The US House on Friday overwhelmingly rejected calls for an immediate troop withdrawal from Iraq, a vote engineered by Republicans that was intended to fail. Democrats derided the vote as a political stunt.

"Our troops have become the enemy. We need to change direction in Iraq," said Rep. John Murtha of Pennsylvania, a Democratic hawk whose call a day earlier for pulling out troops sparked a nasty, personal debate over the war.

US lawmakers reject immediate Iraq pullout
House Speaker Dennis Hastert holds a press conference with other House GOP members to summarize GOP efforts before Thanksgiving recess on Capitol Hill in Washington, Friday, Nov. 18, 2005. [AP]

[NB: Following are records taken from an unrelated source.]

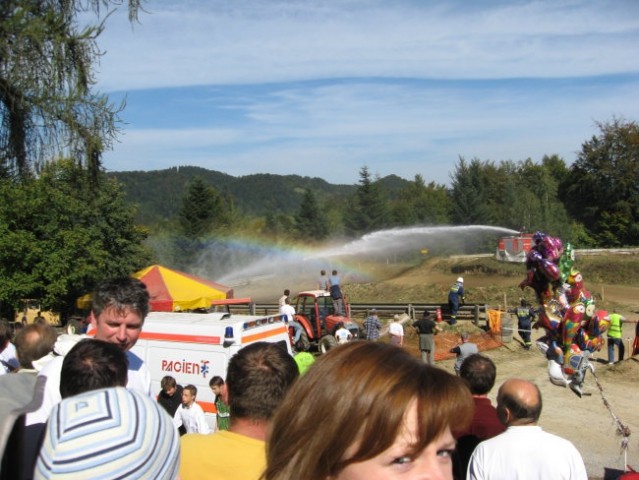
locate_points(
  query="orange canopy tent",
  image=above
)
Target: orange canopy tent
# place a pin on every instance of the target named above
(174, 291)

The House voted 403-3 to reject a nonbinding resolution offered by the GOP calling for the military to pull out of Iraq.

"We want to make sure that we support our troops that are fighting in Iraq and Afghanistan. We will not retreat," Speaker Dennis Hastert, R-Ill., said as the Republican leadership pushed the issue to a vote over the protest of Democrats.

Like most Democrats, Murtha voted against the measure. Murtha said it was not the thoughtful approach he said he had suggested to bring the troops safely home in six months.

It was the second time in less than a week that President Bush's Iraq policy stirred heated debate in Congress. On Tuesday, the Senate defeated a Democratic push for Bush to lay out a timetable for withdrawal. Instead, it adopted a statement that 2006 should be a year of significant transition in Iraq.

"Congress in strong, bipartisan fashion rejected the call to cut and run," press secretary Scott McClellan, traveling with Bush in Asia, said a statement. Earlier Friday, Bush had called an immediate troop withdrawal "a recipe for disaster."

Murtha, a Marine veteran decorated for combat service in Vietnam, issued his call for a troop withdrawal at a news conference on Thursday. In little more than 24 hours, Hastert and Republicans decided to put the question to the House.

Republicans hoped to place Democrats in an unappealing position — either supporting a withdrawal that critics said would be precipitous or opposing it and angering voters who want an end to the conflict. They also hoped the vote could restore GOP momentum on an issue — the war — that has seen plummeting public support in recent weeks.